Lebohang Kganye, is the latest winner of the prestigious Deutsche Börse photographic prize. Her work is based on a retelling of South Africa’s troubled past through various sculptural photographic interventions. 

I do not want to give too much away but I am very excited to see this edition of Paris Photo Fair.

Is there a historical link that ties these works together, and why did you choose to connect them?


In a formal sense, these works are all connected by their archival roots and secondly by their sculptural dimensions and elements. The historical weight of the works are also self-evident. That is to say, there is a commentary on conquest, forms of hegemony and the arrogance of human intervention in trying to subdue nature, geography and people.


In your current research, how does photography bring a deeper understanding of society and culture, and what is its impact?

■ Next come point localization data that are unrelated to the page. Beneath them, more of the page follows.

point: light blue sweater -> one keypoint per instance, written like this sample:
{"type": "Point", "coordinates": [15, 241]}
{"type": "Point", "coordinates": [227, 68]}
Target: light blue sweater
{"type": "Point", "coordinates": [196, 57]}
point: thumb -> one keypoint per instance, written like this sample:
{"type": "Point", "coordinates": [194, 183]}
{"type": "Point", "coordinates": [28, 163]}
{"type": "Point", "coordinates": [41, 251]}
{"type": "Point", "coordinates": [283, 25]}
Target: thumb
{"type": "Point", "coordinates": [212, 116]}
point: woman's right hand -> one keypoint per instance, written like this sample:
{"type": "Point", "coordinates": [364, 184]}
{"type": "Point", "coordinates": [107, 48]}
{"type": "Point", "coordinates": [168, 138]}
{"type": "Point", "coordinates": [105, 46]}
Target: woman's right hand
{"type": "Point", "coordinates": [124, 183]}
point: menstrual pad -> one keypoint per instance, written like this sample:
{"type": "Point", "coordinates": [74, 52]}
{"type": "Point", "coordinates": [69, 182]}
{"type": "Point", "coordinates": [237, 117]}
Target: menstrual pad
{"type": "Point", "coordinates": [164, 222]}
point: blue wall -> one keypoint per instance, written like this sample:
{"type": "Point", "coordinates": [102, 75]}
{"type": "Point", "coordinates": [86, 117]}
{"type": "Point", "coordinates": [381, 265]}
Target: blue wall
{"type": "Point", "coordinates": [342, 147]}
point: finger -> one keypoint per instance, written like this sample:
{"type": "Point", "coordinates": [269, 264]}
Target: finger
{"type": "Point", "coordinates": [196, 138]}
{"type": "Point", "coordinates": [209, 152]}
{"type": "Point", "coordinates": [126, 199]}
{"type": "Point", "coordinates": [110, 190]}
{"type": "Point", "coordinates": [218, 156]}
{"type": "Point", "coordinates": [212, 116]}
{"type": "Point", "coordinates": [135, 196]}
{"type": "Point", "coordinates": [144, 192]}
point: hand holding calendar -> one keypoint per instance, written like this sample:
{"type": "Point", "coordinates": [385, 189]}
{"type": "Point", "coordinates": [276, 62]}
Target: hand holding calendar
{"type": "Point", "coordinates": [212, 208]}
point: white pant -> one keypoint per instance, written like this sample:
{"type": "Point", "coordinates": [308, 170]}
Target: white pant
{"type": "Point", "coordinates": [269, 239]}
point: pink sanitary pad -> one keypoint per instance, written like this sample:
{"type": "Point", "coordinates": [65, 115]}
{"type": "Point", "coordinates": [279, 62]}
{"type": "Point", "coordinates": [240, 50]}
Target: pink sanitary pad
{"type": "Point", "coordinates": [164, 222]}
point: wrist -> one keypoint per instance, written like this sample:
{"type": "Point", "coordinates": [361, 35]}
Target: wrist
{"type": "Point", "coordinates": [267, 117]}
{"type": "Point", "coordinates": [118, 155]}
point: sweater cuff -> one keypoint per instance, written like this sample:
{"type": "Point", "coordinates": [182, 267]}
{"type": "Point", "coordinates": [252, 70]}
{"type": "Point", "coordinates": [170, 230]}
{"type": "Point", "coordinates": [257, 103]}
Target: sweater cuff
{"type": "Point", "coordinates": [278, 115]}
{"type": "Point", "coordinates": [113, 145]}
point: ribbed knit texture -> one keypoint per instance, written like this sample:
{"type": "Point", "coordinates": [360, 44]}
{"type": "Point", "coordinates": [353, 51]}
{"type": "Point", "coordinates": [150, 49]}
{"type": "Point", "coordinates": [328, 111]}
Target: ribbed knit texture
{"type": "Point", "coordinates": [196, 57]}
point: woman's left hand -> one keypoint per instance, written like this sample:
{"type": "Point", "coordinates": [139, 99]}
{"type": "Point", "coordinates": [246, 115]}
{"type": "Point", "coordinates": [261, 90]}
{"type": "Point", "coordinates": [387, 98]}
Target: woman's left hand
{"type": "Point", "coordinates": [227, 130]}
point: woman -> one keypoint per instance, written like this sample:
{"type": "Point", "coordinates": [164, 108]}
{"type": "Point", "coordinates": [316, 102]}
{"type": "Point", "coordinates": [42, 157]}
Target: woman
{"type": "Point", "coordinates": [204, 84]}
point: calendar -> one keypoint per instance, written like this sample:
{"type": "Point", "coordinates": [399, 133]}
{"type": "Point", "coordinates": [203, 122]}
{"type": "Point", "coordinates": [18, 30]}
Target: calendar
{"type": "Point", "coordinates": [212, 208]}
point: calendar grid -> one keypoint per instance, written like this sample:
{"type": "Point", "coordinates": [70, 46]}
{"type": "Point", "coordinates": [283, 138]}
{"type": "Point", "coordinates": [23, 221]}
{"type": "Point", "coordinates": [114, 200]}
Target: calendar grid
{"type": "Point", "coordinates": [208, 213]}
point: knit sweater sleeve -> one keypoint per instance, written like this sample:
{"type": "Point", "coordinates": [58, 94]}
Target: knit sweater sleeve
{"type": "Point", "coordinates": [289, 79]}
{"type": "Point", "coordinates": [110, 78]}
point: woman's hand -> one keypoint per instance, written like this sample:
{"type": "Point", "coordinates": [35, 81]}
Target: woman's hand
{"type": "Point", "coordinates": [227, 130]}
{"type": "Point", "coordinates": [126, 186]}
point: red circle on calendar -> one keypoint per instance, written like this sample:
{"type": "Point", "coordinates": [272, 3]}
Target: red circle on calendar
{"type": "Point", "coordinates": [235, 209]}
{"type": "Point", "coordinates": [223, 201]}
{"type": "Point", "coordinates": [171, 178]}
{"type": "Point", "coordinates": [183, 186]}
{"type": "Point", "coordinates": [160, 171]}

Photography is light and light banishes darkness. It illuminates and informs and with the proposition with 'Liberated Bodies’, I hope it frees the imagination and brings us closer to seeing and feeling a sense of our common humanity.

Cai Dongdong, Miss the Target, 2020 - Courtesy M97 © Cai Dongdong, Courtesy of M97 Shanghai

Exhibited galleries


La Patinoire Royale Bach, Bruxelles – Solo Show -  Lebohang Kganye

Loft Art, Casablanca – Solo Show - Joana Choumali

M97, Shanghai - Solo Show - Cai Dongdong 

Portrait d' Azu Nwagbogu - Crédits: Anastasia Ermolenko


Biography


Azu Nwagbogu - Founder and Director of LagosPhoto Festival, Independent Curator

“The selection for Voices - ‘Liberated Bodies’ - focuses on artists who reactivate the archive by transforming either existing archive or their own personal archive to tell stories, and if not a story, just an idea of a life lived. In a sense, their practice accepts the active as a living breathing being that is liberated by artistic intervention.”

Azu Nwagbogu is an independent curator, interested in evolving new models of engagement with questions of decolonization, restitution, and repatriation. In his practice, the exhibition becomes an experimental site for reflection, civic engagement, ecology and repatriation – both tangible and symbolic. Azu Nwagbogu is the Founder and Director of African Artists’ Foundation (AAF), and serves as Founder and Director of LagosPhoto Festival.     He is the publisher of Art Base Africa. In 2021, Azu was awarded ’Curator of Year 2021’ by the Royal Photographic Society, UK, and also listed amongst the hundred most influential people in the art world by ArtReview. In 2021, Azu launched the project ’Dig Where You Stand (DWYS) - From Coast to Coast’ which offers a new model for institutional building and engagement, with questions of decolonization, restitution and repatriation, the exhibition took place in Ibrahim’s Mahama’s culture hub SCCA in Tamale, Ghana.

Voices sector


Paris Photo is launching the Voices sector this year, inviting three curators to develop a proposal around contemporary themes to (re)emerge an artistic scene or medium practice.This first edition of Voices is presented by the curators Sonia Voss, Azu Nwagbogu, and Elena Navarro.